Why it's rarely wise to split the difference. Often, an inexperienced negotiator will quickly agree to the other party's offer to split the difference or settle a claim for 50¢ on the dollar. It's rarely wise to do this. After all, by proposing to split the difference, your opponent has all but conceded he or she will pay that amount. Better to counter by reducing your first offer by a smaller amount and leave the next move up to your opponent.
- Estimate how much money a compromise settlement is worth to you, given the fact that a settlement eliminates the time and aggravation of going to court. I do this by putting a dollar value on my time and then multiplying by the number of hours I estimate a court fight will take. Also, based on the facts of your case, take into consideration the chances that you might lose or get less than you ask for. In a study of 996 small claims cases that actually went to trial, only 32% resulted in the plaintiff receiving 100% of the amount claimed; 22% resulted in the plaintiff getting between 50% and 100% of the amount claimed; 20% resulted in the plaintiff getting less than half; and in 26% of the cases, the plaintiff got nothing at all. (See Small Claims and Traffic Courts, by John Goerdt (National Center for State Courts).)
EXAMPLE: In a dispute my business had with a phone company, we originally asked for $5,000. The phone company admitted some liability and offered to compromise. After considering the value of the time our compnay would invest bringing the dispute to court, we decided that it would make sense to compromise for $3,500. And although we were sure we had a strong case, we had to admit that there was some possibility the judge would not agree, so we decided to subtract another $500 and accept a settlement for $3,000. Unfortunately, after several conversations and letters, the phone company wouldn't offer a dime more than $2,000. Since this was too low, we decided to go to court. As it happened, the small claims judge awarded us the entire $5,000. But then the phone company appealed and received a new trial. After the case was presented over again, the second judge reduced our final award to $3,500. Considering that it was easier to prepare the case the second time, we still probably came out ahead of the game, as compared to accepting the $2,000. In truth, however, given the time needed to prepare for two court presentations, we probably netted only about $500 more.
If you settle, sign a written agreement, pronto.

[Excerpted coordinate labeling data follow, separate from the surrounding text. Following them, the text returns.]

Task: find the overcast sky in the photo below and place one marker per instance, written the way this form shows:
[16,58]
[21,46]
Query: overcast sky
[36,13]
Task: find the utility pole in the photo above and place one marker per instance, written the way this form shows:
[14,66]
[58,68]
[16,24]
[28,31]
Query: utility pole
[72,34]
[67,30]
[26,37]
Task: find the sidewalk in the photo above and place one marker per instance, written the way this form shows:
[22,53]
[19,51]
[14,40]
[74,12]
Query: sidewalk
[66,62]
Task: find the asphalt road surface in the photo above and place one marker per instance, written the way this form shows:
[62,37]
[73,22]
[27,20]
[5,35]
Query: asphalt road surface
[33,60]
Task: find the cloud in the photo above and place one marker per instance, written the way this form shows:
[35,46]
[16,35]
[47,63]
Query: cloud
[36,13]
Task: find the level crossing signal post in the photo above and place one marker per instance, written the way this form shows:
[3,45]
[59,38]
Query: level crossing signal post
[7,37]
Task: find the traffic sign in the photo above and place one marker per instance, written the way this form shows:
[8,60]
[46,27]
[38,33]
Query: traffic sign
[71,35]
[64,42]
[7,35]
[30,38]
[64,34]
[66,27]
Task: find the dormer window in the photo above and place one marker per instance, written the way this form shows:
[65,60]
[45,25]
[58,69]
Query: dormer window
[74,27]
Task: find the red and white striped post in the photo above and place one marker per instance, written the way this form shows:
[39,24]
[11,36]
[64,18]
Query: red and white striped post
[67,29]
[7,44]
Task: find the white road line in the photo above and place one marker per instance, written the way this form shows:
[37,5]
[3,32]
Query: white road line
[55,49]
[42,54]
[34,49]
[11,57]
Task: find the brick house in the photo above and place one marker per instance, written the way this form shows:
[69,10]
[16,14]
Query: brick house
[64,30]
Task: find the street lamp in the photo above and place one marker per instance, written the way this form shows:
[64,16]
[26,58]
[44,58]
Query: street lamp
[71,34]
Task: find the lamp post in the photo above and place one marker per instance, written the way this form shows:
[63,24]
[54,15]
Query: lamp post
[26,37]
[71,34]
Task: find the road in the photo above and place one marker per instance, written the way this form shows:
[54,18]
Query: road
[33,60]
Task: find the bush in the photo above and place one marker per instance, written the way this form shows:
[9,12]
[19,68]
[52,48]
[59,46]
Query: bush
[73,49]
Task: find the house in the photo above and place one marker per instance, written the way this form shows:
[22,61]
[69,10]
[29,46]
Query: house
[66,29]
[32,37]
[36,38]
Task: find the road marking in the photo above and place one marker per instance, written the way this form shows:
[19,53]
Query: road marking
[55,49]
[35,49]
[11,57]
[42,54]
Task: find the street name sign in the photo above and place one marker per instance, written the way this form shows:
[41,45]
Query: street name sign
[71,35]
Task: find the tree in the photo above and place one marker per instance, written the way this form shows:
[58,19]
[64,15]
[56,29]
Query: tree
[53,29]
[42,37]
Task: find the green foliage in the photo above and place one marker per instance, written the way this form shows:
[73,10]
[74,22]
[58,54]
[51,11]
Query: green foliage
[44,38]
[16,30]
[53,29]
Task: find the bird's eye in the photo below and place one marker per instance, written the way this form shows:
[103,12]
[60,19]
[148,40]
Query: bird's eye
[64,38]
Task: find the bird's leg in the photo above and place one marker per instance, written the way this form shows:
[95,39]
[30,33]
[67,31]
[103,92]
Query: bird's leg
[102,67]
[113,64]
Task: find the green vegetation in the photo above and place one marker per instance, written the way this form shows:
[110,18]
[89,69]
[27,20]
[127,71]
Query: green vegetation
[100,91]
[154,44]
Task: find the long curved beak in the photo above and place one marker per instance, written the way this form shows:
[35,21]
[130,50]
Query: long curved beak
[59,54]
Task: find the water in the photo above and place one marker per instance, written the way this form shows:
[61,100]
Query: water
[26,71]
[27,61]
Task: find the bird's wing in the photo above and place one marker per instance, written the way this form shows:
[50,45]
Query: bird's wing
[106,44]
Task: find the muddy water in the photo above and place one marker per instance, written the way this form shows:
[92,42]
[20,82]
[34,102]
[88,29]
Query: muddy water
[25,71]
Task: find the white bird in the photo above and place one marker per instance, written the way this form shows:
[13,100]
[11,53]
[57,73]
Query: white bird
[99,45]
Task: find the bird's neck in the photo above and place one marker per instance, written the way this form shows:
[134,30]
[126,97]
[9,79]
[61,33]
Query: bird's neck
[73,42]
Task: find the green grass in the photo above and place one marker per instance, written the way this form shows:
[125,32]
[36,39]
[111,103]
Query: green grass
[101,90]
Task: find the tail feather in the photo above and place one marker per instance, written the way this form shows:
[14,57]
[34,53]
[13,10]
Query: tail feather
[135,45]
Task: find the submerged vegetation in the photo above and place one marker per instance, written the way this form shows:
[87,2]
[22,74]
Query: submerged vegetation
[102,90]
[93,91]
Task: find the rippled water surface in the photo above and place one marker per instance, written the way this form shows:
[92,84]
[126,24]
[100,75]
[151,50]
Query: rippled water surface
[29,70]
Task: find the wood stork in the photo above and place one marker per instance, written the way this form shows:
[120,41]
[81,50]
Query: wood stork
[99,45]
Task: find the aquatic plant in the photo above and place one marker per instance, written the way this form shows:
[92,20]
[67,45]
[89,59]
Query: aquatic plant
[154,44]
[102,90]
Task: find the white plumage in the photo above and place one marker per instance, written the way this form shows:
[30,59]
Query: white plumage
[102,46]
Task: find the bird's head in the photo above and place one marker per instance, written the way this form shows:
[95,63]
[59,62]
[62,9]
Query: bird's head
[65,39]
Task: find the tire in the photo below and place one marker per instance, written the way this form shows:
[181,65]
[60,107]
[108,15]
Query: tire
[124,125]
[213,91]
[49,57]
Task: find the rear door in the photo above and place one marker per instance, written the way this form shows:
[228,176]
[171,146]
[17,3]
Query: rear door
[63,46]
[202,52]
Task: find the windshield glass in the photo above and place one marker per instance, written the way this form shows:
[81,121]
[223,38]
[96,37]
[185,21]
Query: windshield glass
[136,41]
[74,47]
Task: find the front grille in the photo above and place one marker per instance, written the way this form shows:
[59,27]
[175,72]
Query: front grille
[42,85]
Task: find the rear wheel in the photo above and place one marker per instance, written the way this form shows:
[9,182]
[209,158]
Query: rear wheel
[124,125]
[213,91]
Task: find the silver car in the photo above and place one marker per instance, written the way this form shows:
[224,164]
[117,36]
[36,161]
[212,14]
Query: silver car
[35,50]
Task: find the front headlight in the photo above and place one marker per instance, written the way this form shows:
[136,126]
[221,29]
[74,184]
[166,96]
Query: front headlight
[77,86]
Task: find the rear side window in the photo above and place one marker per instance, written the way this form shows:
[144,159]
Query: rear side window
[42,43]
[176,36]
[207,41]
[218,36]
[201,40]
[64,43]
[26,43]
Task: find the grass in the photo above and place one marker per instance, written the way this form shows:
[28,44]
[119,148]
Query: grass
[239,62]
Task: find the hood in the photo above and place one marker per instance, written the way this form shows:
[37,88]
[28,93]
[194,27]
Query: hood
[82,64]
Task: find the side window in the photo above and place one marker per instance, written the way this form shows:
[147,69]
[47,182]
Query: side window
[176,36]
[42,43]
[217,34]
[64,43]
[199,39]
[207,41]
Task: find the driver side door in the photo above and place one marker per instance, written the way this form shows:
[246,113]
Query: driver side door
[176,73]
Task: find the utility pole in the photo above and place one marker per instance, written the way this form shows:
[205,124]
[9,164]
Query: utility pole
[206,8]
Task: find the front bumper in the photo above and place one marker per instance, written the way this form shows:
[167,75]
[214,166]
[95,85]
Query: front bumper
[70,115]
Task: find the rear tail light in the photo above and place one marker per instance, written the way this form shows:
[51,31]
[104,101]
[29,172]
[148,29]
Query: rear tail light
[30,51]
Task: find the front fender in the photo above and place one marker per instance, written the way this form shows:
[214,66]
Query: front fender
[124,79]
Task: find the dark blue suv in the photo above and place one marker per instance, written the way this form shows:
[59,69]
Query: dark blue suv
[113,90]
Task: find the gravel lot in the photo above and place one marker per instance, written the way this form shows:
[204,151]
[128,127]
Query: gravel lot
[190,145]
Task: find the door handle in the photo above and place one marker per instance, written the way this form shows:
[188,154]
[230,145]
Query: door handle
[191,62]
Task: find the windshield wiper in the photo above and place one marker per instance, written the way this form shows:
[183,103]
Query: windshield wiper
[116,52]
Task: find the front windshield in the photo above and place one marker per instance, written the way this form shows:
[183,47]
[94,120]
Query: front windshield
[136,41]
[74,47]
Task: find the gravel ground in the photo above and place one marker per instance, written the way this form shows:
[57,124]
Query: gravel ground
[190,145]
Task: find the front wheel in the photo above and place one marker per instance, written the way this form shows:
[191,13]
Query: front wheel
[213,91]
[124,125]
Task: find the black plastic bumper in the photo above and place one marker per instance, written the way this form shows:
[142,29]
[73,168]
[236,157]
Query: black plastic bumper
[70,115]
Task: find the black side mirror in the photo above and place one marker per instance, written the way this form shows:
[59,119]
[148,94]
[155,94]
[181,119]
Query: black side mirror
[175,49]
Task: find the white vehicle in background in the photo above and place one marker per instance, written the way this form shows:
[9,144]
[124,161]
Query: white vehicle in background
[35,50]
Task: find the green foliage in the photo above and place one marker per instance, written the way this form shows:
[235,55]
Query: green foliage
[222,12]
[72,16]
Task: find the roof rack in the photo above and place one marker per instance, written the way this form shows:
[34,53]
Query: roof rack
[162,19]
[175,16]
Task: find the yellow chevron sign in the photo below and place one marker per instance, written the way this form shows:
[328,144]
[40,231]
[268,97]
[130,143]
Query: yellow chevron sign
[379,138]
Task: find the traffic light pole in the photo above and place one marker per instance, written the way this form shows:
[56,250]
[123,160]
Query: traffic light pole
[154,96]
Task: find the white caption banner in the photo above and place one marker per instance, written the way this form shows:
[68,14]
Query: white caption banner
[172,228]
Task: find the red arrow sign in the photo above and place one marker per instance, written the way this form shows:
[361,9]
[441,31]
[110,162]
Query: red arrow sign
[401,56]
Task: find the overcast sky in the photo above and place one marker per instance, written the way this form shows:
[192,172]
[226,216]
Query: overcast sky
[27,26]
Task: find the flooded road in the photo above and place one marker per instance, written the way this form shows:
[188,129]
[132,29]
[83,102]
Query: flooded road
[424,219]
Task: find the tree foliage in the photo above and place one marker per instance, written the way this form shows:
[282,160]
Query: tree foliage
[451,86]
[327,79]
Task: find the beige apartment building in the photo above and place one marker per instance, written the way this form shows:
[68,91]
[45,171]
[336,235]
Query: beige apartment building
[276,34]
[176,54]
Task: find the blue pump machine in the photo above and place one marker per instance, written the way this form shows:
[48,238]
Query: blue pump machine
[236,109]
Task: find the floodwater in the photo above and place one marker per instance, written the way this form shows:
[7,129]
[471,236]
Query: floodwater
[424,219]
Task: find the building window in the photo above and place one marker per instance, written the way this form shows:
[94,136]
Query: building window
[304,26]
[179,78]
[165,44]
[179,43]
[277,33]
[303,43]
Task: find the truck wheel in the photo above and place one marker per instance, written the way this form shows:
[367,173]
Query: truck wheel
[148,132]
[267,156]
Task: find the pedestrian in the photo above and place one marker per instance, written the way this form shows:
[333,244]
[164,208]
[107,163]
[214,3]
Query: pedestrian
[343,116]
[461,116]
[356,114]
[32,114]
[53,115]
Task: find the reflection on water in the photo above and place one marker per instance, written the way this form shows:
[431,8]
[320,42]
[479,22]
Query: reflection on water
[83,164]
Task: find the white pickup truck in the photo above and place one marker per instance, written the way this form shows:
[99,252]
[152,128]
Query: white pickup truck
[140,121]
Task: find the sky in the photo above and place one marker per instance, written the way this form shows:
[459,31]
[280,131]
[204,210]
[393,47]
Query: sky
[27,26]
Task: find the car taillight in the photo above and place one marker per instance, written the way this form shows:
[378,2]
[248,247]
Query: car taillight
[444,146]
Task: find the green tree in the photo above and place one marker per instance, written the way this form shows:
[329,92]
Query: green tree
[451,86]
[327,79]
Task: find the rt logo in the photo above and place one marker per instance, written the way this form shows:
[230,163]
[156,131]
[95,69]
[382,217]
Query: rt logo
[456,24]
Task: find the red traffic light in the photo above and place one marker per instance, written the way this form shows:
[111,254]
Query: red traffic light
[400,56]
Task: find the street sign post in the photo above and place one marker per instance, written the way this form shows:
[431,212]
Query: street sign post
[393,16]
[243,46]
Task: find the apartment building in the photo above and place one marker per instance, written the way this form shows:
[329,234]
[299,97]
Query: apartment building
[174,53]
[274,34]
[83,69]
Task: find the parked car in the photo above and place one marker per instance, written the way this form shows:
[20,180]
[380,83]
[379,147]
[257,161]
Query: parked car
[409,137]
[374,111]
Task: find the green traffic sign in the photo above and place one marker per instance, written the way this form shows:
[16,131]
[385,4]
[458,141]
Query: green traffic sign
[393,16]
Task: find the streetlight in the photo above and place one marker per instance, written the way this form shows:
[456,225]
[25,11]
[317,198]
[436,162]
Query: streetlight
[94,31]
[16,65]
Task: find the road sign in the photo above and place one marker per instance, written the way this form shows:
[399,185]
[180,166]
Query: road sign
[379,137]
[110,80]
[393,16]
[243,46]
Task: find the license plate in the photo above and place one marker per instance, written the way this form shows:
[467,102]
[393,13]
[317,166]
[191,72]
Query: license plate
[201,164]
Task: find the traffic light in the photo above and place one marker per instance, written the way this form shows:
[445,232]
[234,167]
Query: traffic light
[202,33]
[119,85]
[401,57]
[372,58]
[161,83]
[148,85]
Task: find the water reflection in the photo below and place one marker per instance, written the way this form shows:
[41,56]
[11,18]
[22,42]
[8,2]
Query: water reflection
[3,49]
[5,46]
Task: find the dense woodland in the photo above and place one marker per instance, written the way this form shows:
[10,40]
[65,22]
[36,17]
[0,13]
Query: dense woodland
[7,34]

If you talk things out with your opponent, write down your agreement as soon as possible. Oral settlement agreements, especially between people who have little confidence in one another, are often not worth the breath used to express them. And writing down an agreement gives each party a chance to see whether they really have arrived at a complete understanding. Often one or more details must still be hashed out.
Learn more about negotiating. On several occasions when I have been involved in important negotiations, I've gotten help by rereading Getting to Yes: Negotiating Agreement Without Giving In, by Bruce Patton, Roger Fisher, and William Ury (Penguin). I also like Getting Past No, by William Ury (Bantam). Neighbor Law: Fences, Trees, Boundaries & Noise, by Cora Jordan and Emily Doskow (Nolo), has excellent advice on negotiating neighborhood quarrels.